Bild: Demo 2001 in Jena mit schönstem Nazipop von Ernst Moritz Arndt (1769–1…
JENA taz | Er spricht als Erstes über die Haare. Als er Uwe Mundlos
kennenlernte, hatte der helle Locken, dann trug er sie immer kürzer. Stefan
Schmitt* spricht über Äußerlichkeiten, weil er die innere Wandlung seines
früheren Kumpels nicht verstehen kann. Wie konnte aus dem sympathischen
Jungen ein Bombenbauer werden, ein Terrorist und Mörder?
Als Thomas Grund das erste Mal Uwe Mundlos traf, hatte er schon eine
Kurzhaarfrisur. Es war im September 1991 bei der Eröffnung des
Jugendzentrums "Winzerclub", eingerichtet in einer renovierten FDJ-Baracke.
Fotos zeigen Mundlos lächelnd, er hat einen Seitenscheitel und trägt
Hosenträger in Schwarz-Rot-Gold. Thomas Grund, 58, genannt "Kaktus", grauer
Bart, schwarze Klamotten, ist Sozialarbeiter. Er erinnert sich an die drei,
sie haben ihm später ziemlich viel Ärger gemacht.
Jena, 100.000 Einwohner, das industrielle Zentrum Thüringens. Im Südwesten
der Stadt liegt die Plattenbausiedlung Winzerla. Das ist der Ort, an dem
sich zur Nachwendezeit Beate Z., heute 36, Uwe Böhnhardt, 34, und Uwe
Mundlos, 38, radikalisierten. Doch damals, in der ersten Hälfte der 90er
Jahre, ahnte keiner, welchen Weg sie einschlagen würden.
Uwe Mundlos war der Sohn eines Professors. Er wohnte in einem
sechsstöckigen Plattenbau, die Eltern unten, er hatte im zweiten Stock eine
eigene Wohnung. Als herzlich beschreiben ihn damalige Freunde, als
aufgeschlossen und ordentlich. Viel Zeit verbrachte er mit seinem Bruder,
der im Rollstuhl saß, nahm ihn mit auf Konzerte. Seine Lieblingsband war
AC/DC. "Ein netter Kerl", sagt Stefan Schmitt.

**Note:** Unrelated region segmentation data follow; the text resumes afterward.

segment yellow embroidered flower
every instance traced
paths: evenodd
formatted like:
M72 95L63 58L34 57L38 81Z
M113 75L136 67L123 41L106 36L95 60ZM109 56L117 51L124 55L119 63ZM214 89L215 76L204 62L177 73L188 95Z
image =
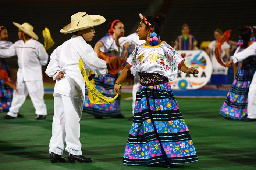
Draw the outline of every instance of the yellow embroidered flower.
M154 147L155 149L159 149L159 145L158 144L156 144L155 145L154 145L154 146L155 146L155 147Z
M153 61L153 62L154 63L155 62L156 62L156 59L158 59L158 57L159 55L157 55L156 52L153 52L153 54L150 54L150 57L149 58L149 61Z
M161 110L161 107L160 107L159 106L158 106L156 107L156 110Z
M170 108L171 107L171 103L170 102L168 102L166 104L166 106L168 108Z
M176 145L175 146L176 147L176 148L175 148L175 149L176 149L176 151L178 150L179 151L179 146L178 145Z
M139 60L139 62L141 63L141 62L143 60L144 58L145 58L145 56L144 55L144 54L141 54L137 57L137 59Z

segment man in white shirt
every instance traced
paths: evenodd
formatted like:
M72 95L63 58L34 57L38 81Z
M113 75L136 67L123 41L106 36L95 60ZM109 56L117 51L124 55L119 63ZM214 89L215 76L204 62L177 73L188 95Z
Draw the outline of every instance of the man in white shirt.
M105 18L100 15L89 16L81 12L73 15L71 19L71 23L60 32L74 33L74 35L53 51L46 71L53 80L57 80L53 93L52 136L49 149L52 163L67 161L67 159L61 156L64 149L68 153L70 163L92 161L82 155L79 140L79 122L85 95L85 82L79 67L79 60L81 59L86 69L96 74L104 77L108 73L106 62L97 57L92 47L85 41L92 40L95 33L94 27L104 23Z
M248 57L255 55L256 42L252 43L243 51L234 54L232 60L227 63L227 66L229 66L232 62L235 63L243 60ZM254 73L249 88L247 105L247 119L245 120L245 121L256 121L256 72Z
M16 88L18 92L13 92L11 106L4 118L17 117L19 108L29 94L37 115L36 119L45 119L47 110L43 100L42 66L47 64L48 55L43 45L36 40L38 37L33 32L32 26L26 22L21 25L13 23L19 29L18 35L20 40L8 49L0 49L0 55L3 58L18 56Z

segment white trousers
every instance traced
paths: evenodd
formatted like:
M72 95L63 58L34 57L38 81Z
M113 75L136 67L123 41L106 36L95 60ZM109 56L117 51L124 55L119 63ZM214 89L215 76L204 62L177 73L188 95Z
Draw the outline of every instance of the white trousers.
M80 142L80 121L83 101L59 95L54 97L52 136L50 141L49 153L62 155L65 150L75 155L82 155Z
M134 116L134 106L136 100L136 95L137 91L139 87L141 84L139 82L139 76L138 73L136 73L134 75L134 82L132 86L132 115Z
M248 93L247 118L256 119L256 72L253 75Z
M8 115L16 117L19 110L28 96L29 97L36 110L36 114L45 116L47 115L46 106L43 100L44 94L43 80L26 81L17 79L16 88L18 92L14 90L11 105Z

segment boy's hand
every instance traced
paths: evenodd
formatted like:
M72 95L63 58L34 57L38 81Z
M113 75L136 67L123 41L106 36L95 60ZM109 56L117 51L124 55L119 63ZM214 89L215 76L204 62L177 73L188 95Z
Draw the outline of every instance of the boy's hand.
M230 61L228 62L227 63L227 64L226 64L226 66L227 66L227 67L231 67L232 65L233 65L233 60L231 60L231 61Z
M121 90L119 88L119 85L117 84L115 84L115 86L114 86L114 91L115 92L115 95L120 93Z
M64 71L60 71L57 76L55 77L56 80L60 80L64 77Z
M189 74L198 74L198 70L197 70L196 69L195 69L194 67L190 67L187 70L187 73Z
M92 74L89 76L88 76L88 79L90 81L93 78L93 77L94 77L94 76L95 76L95 74Z

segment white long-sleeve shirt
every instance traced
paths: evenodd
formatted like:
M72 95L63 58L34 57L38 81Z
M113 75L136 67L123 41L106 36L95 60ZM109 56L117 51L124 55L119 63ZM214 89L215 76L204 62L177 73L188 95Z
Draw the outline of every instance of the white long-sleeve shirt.
M54 96L60 94L84 100L85 83L78 64L80 57L86 69L101 77L108 73L106 62L98 58L92 46L81 36L73 36L57 47L50 57L46 74L54 78L58 71L65 73L64 78L56 81Z
M243 51L235 53L233 56L233 62L237 63L245 59L247 57L256 55L256 42L245 49Z
M8 58L17 55L19 68L17 78L24 81L43 80L42 66L48 62L48 55L42 44L33 39L24 43L16 41L8 48L0 49L0 56Z

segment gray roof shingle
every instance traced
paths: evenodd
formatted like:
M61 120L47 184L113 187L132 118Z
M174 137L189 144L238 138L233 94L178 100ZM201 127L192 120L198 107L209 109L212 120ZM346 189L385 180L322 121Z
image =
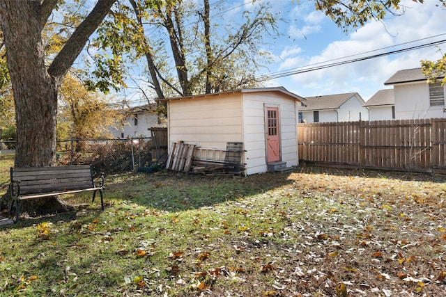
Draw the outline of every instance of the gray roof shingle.
M438 78L443 78L443 77ZM385 81L384 85L387 86L396 83L425 81L427 81L427 79L424 77L424 74L423 74L423 72L421 71L421 68L405 69L397 71L397 73Z
M361 96L357 93L347 93L345 94L328 95L323 96L307 97L305 106L300 106L300 111L317 111L322 109L337 109L341 105L355 95L360 99Z
M381 106L383 105L394 105L395 97L393 89L380 90L367 100L364 106Z

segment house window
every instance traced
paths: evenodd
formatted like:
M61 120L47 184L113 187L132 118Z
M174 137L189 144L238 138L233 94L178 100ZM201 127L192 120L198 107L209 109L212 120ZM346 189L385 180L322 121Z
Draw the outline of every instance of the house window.
M431 106L445 106L445 94L441 81L429 83L429 100Z
M319 122L319 112L318 111L313 111L313 121L314 122Z

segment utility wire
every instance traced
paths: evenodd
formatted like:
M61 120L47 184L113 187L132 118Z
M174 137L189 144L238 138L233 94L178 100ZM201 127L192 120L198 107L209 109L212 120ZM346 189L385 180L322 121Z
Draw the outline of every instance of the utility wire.
M327 62L330 62L330 61L325 61L325 62L321 62L321 63L316 63L316 64L312 64L312 65L302 66L302 67L297 67L297 68L293 68L293 69L297 69L296 70L285 70L285 71L283 71L283 72L277 72L271 73L271 74L269 74L261 75L261 76L257 77L255 79L255 80L256 81L268 81L268 80L270 80L270 79L279 79L281 77L289 77L289 76L291 76L291 75L299 74L301 74L301 73L309 72L311 72L311 71L319 70L321 70L321 69L328 68L328 67L334 67L334 66L339 66L339 65L341 65L349 64L349 63L355 63L355 62L360 62L360 61L362 61L369 60L369 59L376 58L380 58L380 57L385 56L390 56L390 55L392 55L392 54L403 53L403 52L405 52L405 51L413 51L413 50L415 50L415 49L422 49L422 48L424 48L424 47L432 47L432 46L434 46L434 45L438 45L443 44L443 43L446 43L446 40L435 41L435 42L429 42L429 43L426 43L426 44L424 44L424 45L416 45L416 46L413 46L413 47L406 47L406 48L401 49L397 49L397 50L387 51L387 52L385 52L385 53L377 54L367 56L364 56L364 57L357 58L351 59L351 60L346 60L346 61L340 61L340 62L335 62L335 63L329 63L329 64L325 64L325 65L318 65L318 66L309 67L309 66L312 66L312 65L319 65L319 64L321 64L321 63L327 63ZM360 55L360 54L348 56L348 57L354 56L358 56L358 55ZM331 60L331 61L337 61L337 60L344 59L345 58L346 58L346 57L339 58L338 59L334 59L334 60ZM301 68L303 68L303 69L301 69Z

Sie waren zwischen 15 und Anfang 20 und hingen viel zusammen ab. Die Clique
um Uwe Mundlos und Beate Z. war eine bunte Mischung, keineswegs nur
rechtsgerichtete Jugendliche. Auf die politische Haltung kam es gar nicht
an - zunächst. Mundlos und Beate Z. wurden ein Paar, Uwe Böhnhardt stieß
erst später dazu.
## Mundlos war ein Intellektueller
"Uwe Mundlos war damals schon rechts, aber nicht extrem", sagt Heiko
Schulze*, der damals recht viel mit ihm zu tun hatte. Von den Nazis, die
betrunken vor der Kaufhalle rumpöbelten, habe er sich immer distanziert.
"Die Ausländer nehmen uns die Arbeitsplätze weg" - solche plumpen Parolen
waren nicht das Seine, er wollte kein Dummschwätzer sein, er war ein
Intellektueller.
Mundlos las viele Bücher über den Zweiten Weltkrieg und diskutierte mit
Kumpels darüber. Er habe sich mit der politischen Einstellung anderer
auseinandergesetzt und Gegenargumente gelten lassen, sagt Heiko Schulze.
"Er war konsequent und lebte nach seinen Überzeugungen." Irgendwann trug
Mundlos stets eine Bomberjacke und trank nicht mehr.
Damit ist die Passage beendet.